If monetary finance sounds a little familiar, it’s probably because it’s the not-too-distant cousin of another unconventional policy: quantitative easing (QE). It may sound harebrained, but monetary finance is only a technical hop away from QE, which was used to extraordinary levels after the 2007 financial crisis. While QE involves (stay with me here) central banks buying government bonds from financial institutions, in order to flood the financial system with new money and push down long-term interest rates, helicopter money involves central banks buying bonds directly from the government — and with no expectation that the debt will ever be repaid.
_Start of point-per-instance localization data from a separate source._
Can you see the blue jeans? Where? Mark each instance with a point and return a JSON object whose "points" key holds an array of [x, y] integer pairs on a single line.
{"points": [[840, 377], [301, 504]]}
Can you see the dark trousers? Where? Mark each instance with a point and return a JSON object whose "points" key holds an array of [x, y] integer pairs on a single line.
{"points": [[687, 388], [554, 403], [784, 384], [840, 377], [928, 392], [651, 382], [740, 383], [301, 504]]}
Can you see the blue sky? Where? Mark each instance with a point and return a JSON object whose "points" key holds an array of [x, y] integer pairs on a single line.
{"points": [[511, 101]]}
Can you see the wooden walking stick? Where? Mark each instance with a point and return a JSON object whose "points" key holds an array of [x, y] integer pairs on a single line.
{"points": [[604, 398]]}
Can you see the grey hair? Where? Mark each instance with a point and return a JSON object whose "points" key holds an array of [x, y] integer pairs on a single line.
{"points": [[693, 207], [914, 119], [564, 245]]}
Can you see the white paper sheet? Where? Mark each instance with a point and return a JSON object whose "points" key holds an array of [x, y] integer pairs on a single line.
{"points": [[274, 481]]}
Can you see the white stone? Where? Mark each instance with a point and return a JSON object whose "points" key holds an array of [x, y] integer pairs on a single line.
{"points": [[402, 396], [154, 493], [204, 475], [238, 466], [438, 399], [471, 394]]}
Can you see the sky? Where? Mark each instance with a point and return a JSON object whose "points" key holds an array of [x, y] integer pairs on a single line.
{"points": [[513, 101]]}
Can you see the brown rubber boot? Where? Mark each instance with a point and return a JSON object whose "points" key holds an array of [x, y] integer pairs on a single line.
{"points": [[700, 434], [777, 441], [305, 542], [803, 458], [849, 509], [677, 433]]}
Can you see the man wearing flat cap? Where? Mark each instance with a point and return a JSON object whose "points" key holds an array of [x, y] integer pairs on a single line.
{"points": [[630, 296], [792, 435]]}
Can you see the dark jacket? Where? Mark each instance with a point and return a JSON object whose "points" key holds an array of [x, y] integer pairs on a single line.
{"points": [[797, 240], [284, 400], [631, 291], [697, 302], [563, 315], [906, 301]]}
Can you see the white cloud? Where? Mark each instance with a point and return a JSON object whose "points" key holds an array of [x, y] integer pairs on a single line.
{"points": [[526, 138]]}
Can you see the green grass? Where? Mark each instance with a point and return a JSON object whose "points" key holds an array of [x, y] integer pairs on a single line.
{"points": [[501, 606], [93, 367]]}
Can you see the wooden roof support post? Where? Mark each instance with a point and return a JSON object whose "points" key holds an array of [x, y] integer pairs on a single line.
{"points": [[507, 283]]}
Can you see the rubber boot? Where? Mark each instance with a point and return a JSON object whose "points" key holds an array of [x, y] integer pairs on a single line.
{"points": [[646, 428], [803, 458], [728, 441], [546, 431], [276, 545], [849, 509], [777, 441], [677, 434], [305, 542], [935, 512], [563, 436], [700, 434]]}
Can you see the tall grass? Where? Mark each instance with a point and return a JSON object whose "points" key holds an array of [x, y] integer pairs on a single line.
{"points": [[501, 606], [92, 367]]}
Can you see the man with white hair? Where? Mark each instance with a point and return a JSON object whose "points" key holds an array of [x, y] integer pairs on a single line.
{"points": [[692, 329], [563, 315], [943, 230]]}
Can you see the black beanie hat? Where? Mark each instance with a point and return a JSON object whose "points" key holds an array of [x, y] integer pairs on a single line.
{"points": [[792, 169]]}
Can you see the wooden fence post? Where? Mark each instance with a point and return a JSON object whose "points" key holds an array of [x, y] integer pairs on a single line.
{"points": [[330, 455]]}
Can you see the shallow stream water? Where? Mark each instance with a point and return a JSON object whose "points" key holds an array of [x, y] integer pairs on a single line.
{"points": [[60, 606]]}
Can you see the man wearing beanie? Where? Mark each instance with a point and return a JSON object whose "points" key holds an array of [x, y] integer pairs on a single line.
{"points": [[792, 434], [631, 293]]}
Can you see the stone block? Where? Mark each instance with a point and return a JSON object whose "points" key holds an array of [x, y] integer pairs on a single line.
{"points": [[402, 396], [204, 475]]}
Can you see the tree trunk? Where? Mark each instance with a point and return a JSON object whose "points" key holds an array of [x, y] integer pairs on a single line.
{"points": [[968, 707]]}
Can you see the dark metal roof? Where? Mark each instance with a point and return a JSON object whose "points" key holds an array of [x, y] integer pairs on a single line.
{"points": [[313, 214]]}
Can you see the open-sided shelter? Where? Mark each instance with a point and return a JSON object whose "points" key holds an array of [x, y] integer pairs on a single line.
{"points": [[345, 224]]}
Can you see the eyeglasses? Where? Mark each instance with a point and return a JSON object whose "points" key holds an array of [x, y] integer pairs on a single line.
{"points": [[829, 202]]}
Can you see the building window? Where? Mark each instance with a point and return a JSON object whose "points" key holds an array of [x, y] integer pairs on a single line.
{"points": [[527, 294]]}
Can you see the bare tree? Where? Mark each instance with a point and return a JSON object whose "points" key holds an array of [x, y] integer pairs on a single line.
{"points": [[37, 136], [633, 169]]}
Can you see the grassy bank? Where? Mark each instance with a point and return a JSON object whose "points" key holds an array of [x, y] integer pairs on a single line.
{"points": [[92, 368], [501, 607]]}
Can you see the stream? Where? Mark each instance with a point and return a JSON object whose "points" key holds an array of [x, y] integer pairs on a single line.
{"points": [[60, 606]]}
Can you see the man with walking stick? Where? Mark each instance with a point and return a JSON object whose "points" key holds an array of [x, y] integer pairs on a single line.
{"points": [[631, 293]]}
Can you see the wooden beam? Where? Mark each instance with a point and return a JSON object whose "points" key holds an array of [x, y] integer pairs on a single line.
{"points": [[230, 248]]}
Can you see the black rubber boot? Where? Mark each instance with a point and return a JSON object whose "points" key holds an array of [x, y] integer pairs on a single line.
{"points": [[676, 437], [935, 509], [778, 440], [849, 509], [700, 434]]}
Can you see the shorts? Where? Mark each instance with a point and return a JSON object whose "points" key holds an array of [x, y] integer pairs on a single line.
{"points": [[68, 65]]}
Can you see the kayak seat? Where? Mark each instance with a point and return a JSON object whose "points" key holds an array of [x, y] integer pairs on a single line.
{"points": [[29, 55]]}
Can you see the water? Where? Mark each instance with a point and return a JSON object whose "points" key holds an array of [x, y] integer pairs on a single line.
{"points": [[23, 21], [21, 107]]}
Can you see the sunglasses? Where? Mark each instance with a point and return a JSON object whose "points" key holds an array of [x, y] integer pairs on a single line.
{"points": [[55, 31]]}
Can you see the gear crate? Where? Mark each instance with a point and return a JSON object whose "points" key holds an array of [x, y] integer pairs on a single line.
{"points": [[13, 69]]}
This could inject money into the economy in a more direct and targeted way. Instead of crossing fingers that liquidity filters through the financial system to reduce interest rates for everyone, helicopter money could take the form of central bank–funded investments in public education or infrastructure, tax cuts for the poor or even just free cash. Indeed, some have called the policy “people’s QE” (with the subtext that its parent should rightly be called “bankers’ QE”). And the stimulus could benefit from the famous Keynesian “multiplier effect,” whereby the injected money gets recycled several times through the economy for a multiplied economic boost. “This is a tool that will always work” to increase nominal demand, says Turner.

Of course, some economists question whether this supposed magic bullet is too good to be true. For Professor Tony Yates at the University of Birmingham in the U.K., allowing this sort of policy could represent a dangerous “slippery slope” — analogous approaches of printing money to fund government spending led to hyperinflation in 1920s Germany and 2000s Zimbabwe. Indeed, established conventions, or in some cases explicit legal structures, forbid this sort of action in most advanced economies such as the United States and the eurozone for that very reason. Advocates say that the policy can still fit around the principle of central bank independence by allowing only the banks — not the politicians — to decide when the helicopters should be deployed. Critics also have technical concerns that it may not work as desired, or even work too much. But even for skeptic Yates, “if I were the Bank of Japan, I would be contemplating it right now,” because of the country’s seemingly inescapable deflationary quagmire. Indeed, “in Japan’s case, it’s not when they do it, but when they admit that they’re already doing it,” says Turner.

In most of the rest of the world, economies are just about muddling through. But know that if things take a turn for the worse, there’s only one unplayed card in policymakers’ hands. Better start loading up the helicopters.